本当に大事なことは何か、歳をとっても残るものは何か、を見つめ直す。

インタビュア 捉え方によっては先がどうなるかわからないとも取れる状況で、それでも自分のポリシーや価値観を中心に置いて行動できたのは、何があるんですかね?
特に30代後半から40代となってくると、一般的にはどうしても動くのが難しくなると思うんですけど、小関さんがそういう動き方を保てているのは何があるんでしょう?
価値観を変えるような人との触れ合いとか?

小関 あぁ!それはめちゃくちゃあると思います。
例えば、セールスフォースの時に、NPOの人と触れ合う機会があって、自分でもNPOを立ち上げたりして、本当に大事なこととか、歳をとっても残るものは何かとか、そういうことに目線が向くようになりました。

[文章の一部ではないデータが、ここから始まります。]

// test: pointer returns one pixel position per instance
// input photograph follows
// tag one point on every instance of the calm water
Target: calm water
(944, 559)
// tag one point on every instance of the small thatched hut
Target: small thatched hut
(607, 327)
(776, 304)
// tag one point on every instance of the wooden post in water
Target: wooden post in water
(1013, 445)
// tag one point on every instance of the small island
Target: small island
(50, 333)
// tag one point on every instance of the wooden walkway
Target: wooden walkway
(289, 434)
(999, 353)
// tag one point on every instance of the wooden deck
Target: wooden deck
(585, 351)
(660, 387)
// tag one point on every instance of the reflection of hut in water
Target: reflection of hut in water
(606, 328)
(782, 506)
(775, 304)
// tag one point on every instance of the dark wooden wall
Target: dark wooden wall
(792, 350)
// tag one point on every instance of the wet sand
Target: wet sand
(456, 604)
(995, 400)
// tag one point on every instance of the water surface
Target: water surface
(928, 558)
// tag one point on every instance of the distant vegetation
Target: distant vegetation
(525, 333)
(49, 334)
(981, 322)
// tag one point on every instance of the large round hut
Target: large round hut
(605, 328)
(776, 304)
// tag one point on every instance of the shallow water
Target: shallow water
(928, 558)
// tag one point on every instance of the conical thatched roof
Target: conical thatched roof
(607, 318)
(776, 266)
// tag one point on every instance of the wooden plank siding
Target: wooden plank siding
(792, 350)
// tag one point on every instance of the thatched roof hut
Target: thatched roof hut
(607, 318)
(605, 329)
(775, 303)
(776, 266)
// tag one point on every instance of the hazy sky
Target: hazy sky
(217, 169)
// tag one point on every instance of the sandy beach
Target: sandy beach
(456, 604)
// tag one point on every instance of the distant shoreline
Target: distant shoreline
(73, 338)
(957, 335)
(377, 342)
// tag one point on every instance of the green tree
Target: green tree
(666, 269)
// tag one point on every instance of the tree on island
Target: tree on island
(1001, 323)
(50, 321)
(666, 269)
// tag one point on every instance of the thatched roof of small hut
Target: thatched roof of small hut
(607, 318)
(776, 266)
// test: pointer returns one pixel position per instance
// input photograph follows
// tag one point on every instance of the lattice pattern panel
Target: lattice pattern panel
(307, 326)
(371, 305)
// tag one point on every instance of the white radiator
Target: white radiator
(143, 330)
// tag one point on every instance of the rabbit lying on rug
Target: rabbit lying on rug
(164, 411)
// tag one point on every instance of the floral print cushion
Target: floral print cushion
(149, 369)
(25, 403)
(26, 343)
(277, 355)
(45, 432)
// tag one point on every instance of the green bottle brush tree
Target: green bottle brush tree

そうすると、どこの会社で働いているとかは関係なくなって、「どこの会社に行ってもこの仲間がいる」という発想が強くなった。
むしろ歳を取れば取るほど「どうにかなるさ(笑)」と思えるんです。

インタビュア 小関さんの辿って来られた道っていうのは、言い換えると「年齢に関係なく常に成長状況に身を置ける柔軟性とその価値観を培った要素」っていうのは、日本の働き方もそうなる構造をどこかに持っておかなければいけないんだろうなと思います。